Depremi yaşayanların günlerce temel ihtiyaçları bile karşılanmadı. Yetkili hiç kimse bölgeye gitmedi, bir yetkiliden güven veren bir açıklama duyulmadı günlerce. Enkaz altındakilerin ve yakınlarının sosyal medyadaki yakarışlarını, yakınlarını o beton blokların altından çıkarmaya çalışanların çığlıklarını duyduk, izledik. Bir şeyler yapılsa belki de şu an yaşıyor olacak bir canın, tanıdığın, kardeşin, annenin, babanın, komşunun, sevgilinin, oğulun, kızın, arkadaşın kahredici yokluğuyla hayatta kalmaya çabalıyor insanlar. “Acaba nasıl öldü, çok acı çekmiş midir?” sorularıyla ölümlerden ölüm beğendirildi. Enkazdan çıkabilenler, sağ kalanlar, acı çekmeden, çabuk ölmüş olmasını diledi sevdiklerinin. Emel Korkmaz dövülerek öldürülen oğlu Ali İsmail için “Keşke kurşunlasalardı oğlumu…” demişti; unutmamıştık. Her bakışın, sarılmanın, her sohbetin sonu enkazlara, uzaklara dalarak bitiyor oralarda…

“Dedim belki de bir yere üzgün üzgün bakmaktır dünya” (2)
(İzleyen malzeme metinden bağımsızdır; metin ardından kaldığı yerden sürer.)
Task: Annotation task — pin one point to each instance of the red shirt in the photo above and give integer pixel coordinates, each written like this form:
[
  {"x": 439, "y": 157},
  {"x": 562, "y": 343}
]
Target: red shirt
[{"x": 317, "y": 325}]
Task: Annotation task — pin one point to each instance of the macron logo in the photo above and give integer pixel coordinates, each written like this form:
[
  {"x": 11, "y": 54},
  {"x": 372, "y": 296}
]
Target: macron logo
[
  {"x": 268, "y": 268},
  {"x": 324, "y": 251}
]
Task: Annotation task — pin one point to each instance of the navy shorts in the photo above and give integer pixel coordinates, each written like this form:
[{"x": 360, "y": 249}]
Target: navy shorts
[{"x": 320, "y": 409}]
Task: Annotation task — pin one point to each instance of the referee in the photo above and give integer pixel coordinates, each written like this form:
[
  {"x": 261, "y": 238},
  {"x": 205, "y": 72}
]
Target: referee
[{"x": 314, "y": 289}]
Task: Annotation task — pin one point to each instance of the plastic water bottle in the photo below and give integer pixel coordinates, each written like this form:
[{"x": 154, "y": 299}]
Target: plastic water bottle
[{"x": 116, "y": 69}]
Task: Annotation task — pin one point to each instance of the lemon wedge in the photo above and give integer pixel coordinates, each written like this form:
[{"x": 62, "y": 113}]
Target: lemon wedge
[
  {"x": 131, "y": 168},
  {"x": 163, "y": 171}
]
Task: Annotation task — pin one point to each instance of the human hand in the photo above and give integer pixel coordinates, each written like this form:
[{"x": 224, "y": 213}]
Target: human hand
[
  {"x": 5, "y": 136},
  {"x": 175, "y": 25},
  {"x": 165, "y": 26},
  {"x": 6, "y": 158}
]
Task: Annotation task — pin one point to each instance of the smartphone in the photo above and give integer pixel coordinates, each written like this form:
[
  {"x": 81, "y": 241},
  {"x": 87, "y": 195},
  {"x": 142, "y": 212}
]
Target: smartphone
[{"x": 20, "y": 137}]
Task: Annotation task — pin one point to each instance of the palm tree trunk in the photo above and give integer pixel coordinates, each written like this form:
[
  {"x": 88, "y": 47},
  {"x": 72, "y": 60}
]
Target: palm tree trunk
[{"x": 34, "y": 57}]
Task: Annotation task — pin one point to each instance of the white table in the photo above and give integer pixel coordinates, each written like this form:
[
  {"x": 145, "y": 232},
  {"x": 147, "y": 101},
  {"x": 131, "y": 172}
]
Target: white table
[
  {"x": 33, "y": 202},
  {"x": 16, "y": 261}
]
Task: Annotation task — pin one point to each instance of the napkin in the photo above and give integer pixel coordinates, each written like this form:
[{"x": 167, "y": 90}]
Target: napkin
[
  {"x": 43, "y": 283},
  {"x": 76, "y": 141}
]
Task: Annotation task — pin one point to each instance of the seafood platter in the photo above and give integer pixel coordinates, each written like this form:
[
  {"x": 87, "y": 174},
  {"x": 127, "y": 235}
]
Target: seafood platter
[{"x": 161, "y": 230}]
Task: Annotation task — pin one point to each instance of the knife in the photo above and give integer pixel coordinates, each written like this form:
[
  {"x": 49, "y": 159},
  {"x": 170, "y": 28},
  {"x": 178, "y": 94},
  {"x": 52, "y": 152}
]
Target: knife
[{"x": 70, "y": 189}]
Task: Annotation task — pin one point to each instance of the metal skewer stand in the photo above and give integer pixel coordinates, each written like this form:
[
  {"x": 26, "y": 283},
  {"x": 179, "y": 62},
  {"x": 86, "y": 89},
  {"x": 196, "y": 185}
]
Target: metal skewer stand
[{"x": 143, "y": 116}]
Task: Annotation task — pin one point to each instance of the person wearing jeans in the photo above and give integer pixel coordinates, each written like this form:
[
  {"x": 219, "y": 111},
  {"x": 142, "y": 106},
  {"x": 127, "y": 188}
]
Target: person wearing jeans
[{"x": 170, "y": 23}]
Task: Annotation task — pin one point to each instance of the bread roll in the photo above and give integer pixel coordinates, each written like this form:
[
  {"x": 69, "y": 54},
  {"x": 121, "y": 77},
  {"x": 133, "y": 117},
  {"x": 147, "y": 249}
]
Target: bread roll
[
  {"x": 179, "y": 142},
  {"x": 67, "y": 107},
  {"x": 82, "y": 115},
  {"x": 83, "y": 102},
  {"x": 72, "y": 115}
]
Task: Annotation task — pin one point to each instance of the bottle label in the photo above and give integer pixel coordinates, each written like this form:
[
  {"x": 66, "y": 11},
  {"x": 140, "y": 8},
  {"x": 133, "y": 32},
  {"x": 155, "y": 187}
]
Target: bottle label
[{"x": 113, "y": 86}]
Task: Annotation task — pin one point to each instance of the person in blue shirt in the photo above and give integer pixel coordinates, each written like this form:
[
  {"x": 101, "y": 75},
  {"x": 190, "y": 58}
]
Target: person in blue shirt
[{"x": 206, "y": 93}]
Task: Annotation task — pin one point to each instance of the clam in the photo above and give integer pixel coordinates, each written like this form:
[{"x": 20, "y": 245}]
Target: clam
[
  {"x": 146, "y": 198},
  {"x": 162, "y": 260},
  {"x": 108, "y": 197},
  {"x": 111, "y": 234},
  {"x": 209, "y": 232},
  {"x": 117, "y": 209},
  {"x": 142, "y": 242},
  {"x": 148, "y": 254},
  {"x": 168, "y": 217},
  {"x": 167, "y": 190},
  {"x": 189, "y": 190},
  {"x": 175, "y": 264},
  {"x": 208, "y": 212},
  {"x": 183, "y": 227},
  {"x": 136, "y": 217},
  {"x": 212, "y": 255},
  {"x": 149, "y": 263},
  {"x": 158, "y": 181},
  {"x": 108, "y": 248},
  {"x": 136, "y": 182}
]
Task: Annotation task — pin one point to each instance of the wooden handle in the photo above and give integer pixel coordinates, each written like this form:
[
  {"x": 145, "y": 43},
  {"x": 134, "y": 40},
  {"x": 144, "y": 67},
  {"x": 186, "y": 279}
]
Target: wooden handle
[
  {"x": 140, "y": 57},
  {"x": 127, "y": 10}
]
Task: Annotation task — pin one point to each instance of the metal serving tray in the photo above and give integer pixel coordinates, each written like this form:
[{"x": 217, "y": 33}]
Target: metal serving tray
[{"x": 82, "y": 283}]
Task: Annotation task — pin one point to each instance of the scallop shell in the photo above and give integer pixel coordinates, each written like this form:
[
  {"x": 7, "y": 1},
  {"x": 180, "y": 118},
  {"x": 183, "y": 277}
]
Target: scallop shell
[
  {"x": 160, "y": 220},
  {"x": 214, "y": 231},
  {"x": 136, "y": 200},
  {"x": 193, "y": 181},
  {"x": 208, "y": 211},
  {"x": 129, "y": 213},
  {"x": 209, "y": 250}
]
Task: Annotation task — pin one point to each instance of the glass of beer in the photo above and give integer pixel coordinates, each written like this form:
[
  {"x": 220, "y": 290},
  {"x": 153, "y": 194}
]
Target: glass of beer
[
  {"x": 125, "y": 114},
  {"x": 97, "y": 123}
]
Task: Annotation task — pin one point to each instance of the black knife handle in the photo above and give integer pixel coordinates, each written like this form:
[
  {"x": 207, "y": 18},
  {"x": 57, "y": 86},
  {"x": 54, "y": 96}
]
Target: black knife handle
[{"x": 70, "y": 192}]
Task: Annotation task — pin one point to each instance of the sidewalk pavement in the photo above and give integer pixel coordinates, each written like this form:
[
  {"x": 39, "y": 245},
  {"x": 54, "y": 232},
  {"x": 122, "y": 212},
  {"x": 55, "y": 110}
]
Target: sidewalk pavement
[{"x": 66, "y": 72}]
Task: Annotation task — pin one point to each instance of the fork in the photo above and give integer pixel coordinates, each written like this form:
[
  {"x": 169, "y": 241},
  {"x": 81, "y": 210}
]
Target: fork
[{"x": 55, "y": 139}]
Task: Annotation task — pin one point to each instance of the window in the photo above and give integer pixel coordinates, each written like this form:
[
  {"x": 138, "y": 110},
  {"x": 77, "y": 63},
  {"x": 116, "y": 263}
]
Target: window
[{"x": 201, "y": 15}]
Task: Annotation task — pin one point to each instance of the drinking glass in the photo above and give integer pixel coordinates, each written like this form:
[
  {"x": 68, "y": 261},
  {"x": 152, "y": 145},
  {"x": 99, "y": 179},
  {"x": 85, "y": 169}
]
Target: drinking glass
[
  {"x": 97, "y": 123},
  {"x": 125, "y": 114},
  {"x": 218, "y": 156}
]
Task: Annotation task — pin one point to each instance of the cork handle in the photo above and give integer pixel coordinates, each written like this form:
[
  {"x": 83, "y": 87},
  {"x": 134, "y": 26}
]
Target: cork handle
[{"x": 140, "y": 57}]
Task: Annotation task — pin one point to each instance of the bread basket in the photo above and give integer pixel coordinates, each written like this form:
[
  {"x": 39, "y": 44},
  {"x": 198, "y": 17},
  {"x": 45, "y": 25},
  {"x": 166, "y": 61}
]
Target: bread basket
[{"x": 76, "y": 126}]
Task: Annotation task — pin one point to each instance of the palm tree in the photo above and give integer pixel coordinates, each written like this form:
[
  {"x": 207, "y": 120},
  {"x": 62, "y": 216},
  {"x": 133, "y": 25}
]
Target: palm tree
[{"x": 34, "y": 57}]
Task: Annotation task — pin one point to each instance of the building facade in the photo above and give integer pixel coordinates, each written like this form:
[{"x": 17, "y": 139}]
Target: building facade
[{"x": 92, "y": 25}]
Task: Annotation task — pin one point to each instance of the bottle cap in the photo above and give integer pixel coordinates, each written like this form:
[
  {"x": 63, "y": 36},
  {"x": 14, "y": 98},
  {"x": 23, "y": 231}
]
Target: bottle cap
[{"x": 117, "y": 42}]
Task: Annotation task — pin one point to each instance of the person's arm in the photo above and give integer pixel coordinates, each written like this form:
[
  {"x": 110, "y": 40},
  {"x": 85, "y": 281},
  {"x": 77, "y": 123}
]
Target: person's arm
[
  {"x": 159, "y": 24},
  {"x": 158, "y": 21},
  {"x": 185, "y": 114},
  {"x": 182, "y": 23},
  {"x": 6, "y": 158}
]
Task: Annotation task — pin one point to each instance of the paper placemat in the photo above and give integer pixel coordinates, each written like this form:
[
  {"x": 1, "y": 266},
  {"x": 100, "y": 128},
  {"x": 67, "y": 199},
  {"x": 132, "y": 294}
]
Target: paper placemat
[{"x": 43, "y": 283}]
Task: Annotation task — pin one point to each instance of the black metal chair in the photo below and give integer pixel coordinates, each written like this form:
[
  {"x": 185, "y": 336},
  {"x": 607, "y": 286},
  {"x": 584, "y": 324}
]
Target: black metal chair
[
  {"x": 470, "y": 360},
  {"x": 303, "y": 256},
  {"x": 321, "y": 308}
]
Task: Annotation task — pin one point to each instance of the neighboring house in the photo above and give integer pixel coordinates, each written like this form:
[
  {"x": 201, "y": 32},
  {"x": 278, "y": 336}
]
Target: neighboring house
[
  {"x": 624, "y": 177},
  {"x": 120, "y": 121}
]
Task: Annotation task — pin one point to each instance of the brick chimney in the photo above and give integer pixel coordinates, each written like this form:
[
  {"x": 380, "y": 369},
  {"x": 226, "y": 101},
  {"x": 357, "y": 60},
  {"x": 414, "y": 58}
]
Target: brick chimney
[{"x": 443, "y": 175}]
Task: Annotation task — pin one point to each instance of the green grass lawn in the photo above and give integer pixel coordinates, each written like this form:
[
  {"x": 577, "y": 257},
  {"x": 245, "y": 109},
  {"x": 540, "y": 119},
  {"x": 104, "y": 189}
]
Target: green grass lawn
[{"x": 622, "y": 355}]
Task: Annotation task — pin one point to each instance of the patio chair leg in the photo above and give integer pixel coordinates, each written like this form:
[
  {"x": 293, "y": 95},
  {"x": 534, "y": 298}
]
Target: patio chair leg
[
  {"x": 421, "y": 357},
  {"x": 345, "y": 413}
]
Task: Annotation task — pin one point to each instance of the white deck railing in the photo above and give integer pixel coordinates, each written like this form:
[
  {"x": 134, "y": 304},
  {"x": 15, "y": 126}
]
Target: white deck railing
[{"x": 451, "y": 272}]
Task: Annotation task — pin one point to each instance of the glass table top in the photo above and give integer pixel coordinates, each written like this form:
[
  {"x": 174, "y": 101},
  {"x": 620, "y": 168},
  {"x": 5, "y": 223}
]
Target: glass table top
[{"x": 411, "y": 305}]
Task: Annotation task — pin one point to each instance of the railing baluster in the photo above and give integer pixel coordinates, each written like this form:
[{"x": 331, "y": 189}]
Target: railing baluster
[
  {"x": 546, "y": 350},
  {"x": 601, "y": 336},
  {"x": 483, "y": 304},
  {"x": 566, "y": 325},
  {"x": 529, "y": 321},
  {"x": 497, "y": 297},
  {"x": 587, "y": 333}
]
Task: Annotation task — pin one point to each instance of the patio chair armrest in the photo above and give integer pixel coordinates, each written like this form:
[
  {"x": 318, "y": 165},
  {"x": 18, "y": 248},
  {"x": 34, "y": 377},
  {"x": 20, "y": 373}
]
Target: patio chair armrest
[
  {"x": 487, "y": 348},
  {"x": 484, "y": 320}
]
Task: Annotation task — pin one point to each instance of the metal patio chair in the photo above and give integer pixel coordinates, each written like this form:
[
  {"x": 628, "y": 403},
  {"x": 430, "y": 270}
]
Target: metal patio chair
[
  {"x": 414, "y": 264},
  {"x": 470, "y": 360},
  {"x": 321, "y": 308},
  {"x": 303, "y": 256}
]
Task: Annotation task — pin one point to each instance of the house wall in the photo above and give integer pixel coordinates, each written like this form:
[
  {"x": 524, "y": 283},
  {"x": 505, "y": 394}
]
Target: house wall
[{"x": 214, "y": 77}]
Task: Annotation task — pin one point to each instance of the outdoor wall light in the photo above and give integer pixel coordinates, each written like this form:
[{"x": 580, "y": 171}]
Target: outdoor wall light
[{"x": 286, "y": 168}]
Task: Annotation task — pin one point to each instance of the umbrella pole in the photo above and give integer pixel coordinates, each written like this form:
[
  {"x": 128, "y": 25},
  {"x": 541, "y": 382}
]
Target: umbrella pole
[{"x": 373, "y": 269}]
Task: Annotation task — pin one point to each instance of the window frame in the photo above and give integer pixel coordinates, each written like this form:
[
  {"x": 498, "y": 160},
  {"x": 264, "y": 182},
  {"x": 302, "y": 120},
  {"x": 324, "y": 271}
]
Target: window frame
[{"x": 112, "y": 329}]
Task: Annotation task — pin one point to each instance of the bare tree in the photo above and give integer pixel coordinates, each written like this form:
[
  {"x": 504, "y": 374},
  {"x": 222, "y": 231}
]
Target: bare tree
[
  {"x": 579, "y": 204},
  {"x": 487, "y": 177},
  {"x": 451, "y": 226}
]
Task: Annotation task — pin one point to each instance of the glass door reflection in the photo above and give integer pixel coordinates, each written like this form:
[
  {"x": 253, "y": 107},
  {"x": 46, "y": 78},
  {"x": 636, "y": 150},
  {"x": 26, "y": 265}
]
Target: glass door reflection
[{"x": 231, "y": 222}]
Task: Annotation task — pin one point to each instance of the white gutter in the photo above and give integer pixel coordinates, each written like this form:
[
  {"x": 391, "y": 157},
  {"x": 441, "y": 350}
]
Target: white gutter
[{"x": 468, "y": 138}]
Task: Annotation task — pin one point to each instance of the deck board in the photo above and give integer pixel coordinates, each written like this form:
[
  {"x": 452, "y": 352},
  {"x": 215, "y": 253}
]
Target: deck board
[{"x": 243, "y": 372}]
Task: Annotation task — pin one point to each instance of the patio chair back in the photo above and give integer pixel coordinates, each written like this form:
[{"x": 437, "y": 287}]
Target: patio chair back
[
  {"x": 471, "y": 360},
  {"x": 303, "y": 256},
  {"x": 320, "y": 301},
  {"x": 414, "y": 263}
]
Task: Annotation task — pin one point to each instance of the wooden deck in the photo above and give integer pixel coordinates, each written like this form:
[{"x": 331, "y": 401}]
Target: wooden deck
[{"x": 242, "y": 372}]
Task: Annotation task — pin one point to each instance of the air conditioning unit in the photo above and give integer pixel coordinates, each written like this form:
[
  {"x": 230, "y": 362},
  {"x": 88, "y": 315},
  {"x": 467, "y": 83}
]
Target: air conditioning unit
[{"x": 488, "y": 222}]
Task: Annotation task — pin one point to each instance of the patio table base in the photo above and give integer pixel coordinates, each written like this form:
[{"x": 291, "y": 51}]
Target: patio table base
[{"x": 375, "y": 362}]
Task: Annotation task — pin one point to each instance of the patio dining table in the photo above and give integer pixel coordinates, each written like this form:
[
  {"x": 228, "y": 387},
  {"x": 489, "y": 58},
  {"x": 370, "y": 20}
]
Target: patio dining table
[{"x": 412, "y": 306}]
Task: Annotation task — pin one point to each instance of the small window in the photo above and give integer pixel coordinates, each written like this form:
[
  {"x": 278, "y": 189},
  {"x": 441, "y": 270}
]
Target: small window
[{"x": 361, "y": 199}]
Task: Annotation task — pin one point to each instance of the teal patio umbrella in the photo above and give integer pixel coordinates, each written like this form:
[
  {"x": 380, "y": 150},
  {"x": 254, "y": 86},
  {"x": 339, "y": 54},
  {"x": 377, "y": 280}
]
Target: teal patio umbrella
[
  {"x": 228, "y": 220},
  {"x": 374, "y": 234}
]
Acı dolu çığlıkları duymayan, yapabilecekken yapmayan, gidebilecekken gitmeyen, o kimsenin yanında olmayan yetkililer, kendi imkanlarıyla yakınlarına koşturanları, depremi duyar duymaz soluğu havalimanlarında alan arama kurtarma gönüllülerini, maden işçilerini, dayanışma tırlarını durdururken ortaya çıktı. Kendisi organize olmadığı gibi gönüllülerin organizasyonunu da “Benden izinsiz yapamazsınız” diyerek geciktirdi. Birçok uluslararası arama kurtarma ekibi “Bu yanlışın ortağı olmayacağız,” diyerek ayrıldı ülkeden. Twitter yavaşlatıldı, herhangi bir ülkede, bir afet durumunda asgari yapılmış olması gerekenleri talep edenler, eksiklikleri paylaşanlar, eylem yapanlar gözaltına alındı. Deprem bölgesindekilerin “Su yok!” haykırışlarına cevaben, sorumluluk almak, halkın ihtiyaçlarını karşılamak yerine susuzluğa dair sosyal medya paylaşımı yapanlara parmak salladı yetkililer. Depremden sağ kurtulabilenler soğuktan donmamak için “Battaniye, çadır” diye haykırırken, Kızılay krizden rant çıkarma derdindeydi. Elindeki çadırları, konserveleri halka dağıtmak yerine sattı. Depremzedelere bağış adı altında TV şovları yapıldı. Depremin üzerinden haftalar geçti, konteynerlere geçilemedi, hâlâ çadır ulaştırılmayanlar var. Depremin sonuçlarıyla baş etmeye çalışan halk, bir de selin etkileriyle mücadele etmek zorunda kaldı. Kâr hırsıyla, doğaya uyumsuz, bilimsellikten uzak kararların, yatağı değiştirilen dere yataklarına, tarım arazilerine dikilen betonların bedelini yine yoksullar ödüyordu. Cenazesini enkazdan çıkaramadığı yetmiyormuş gibi yakınları selde de can veren, çadırda da olsa bir düzen kuramamış, çamura batmış hâlde yeniden yeniden yaşam kurmaya çalışan insanlara, 20 kişinin can verdiği sel sonrası, “15 kişi öldü ama toprak da suya kavuştu” açıklaması yaptı Tarım ve Orman Bakanı Vahit Kirişçi. Sarı çizmelerini kuşanıp terlikle çamura bata çıka yürüyen çocuklarla, kameralara en güzel açılardan pozlar verenler, kamera açısına girebilmek için yer kapma derdine düşenler oldu.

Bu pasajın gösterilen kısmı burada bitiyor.